With people posting pictures of their moms on Facebook, I wish I had good pictures of my mom. I do have a few but they are not digitalized. She died too soon for that. Besides, she always said she took such a bad picture that her father told her the only place he’d hang it was in the barn. I inherited that from her.
The other things I inherited are her love of cooking, food, family and laughter. I’m sure I missed that indefinable quality that made many describe her as the most dignified and ladylike woman they knew. With a degree from the University of Chicago and a background as secretary to Robert Maynard Hutchins, chancellor of the university and founder of the Great Books program, she probably could have had any kind of career. But she was a ‘50s housewife who kept home and family together, supported my father in all his efforts, and satisfied her own ambition with volunteer work.

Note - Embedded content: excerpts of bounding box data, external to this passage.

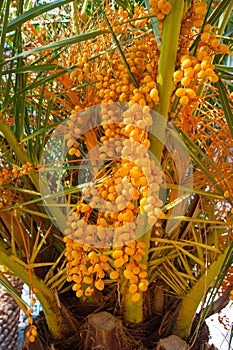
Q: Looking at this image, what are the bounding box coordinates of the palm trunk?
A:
[0,277,23,350]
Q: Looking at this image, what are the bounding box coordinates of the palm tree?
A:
[0,277,23,350]
[0,0,233,349]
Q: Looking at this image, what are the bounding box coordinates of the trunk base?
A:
[84,311,129,350]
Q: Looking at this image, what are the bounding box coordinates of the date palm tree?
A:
[0,0,233,349]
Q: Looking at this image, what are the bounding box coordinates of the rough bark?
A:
[155,335,189,350]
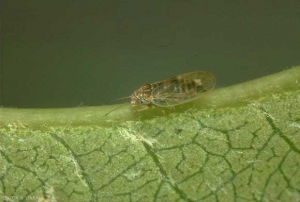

Mom taught me to cook. Once one of her friends came in when another girl and I had made a mess of the kitchen. “How,” the friend asked, “can you let them do this?” Mom’s reply? “If I don’t, they’ll never learn to cook.” Another time I carefully followed a recipe for devil’s food cake. When they tasted it, Mom and Dad exchanged long looks. “Judy, how much baking soda did you put in this?” “Nine teaspoons,” I told her proudly. She checked—and it was a typo in the recipe. I had followed it to the letter but wasn’t quite smart enough to realize that nine teaspoons would be wrong. Some of my best memories, though, are of cooking with her. To my father’s frequent dismay, she loved to experiment. He was a meat-and-potatoes man and steadfastly ordered roast beef when she dragged him to seafood restaurants on the East Coast.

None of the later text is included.